Et la lune descend sur le temple qui fut (And the Moon Sets over the Temple That Was)

Debussy dedicated this piece to his good friend and biographer Louis Laloy, an authority on oriental and ancient Greek music. The poetic wording of the title, the fragmentary melodic structure, the pungent dissonances, and the almost floating nature of the sonorities all confirm what Debussy referred to as the search by the poets and painters of the Symbolist movement for “the inexpressible, which is the ideal of all art.”

Poissons d’or (Goldfish)

This piece, along with Reflections on the Water, is probably the most frequently performed of the Images sets. And no wonder, since it is both brilliant and evocative. Obviously, goldfish are inextricably associated with water, but here, unlike Reflections, the imagery is concrete.
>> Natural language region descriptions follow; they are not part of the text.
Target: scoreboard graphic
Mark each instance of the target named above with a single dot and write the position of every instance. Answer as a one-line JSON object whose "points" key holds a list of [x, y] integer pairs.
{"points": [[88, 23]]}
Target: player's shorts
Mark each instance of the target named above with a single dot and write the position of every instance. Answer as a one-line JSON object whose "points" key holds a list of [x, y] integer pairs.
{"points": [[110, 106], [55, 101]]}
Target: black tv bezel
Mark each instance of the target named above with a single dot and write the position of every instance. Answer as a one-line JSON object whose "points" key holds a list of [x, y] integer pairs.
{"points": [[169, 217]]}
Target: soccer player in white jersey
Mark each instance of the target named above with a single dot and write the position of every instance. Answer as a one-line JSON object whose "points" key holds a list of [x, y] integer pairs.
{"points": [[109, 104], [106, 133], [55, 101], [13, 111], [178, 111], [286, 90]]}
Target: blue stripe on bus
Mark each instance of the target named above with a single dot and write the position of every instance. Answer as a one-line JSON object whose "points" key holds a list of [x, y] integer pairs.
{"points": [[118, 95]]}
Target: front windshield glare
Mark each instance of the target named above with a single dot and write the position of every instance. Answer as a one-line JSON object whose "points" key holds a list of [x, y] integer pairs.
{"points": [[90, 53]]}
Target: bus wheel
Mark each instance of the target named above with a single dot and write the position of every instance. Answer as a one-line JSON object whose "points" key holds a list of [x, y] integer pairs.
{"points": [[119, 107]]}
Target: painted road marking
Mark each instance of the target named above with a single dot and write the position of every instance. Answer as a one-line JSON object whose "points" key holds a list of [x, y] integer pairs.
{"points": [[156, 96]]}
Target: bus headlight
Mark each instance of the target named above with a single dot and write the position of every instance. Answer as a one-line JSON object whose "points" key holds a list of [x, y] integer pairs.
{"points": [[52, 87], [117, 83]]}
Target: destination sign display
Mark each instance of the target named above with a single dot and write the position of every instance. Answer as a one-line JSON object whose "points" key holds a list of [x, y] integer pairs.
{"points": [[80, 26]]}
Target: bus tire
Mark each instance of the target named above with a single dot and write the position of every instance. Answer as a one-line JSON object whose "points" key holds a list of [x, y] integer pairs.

It is said that a painting of two gold-colored fish on a small Japanese lacquer panel that Debussy owned was the inspiration for this work. In order to suggest the darting movements of these tiny water creatures, a pianist must be at once the master of grace and elegance as well as of freedom of expression. Debussy’s images, whatever the subject, have a fantasy that is as closely related to mental images as to the physical reality of pianistic bravura.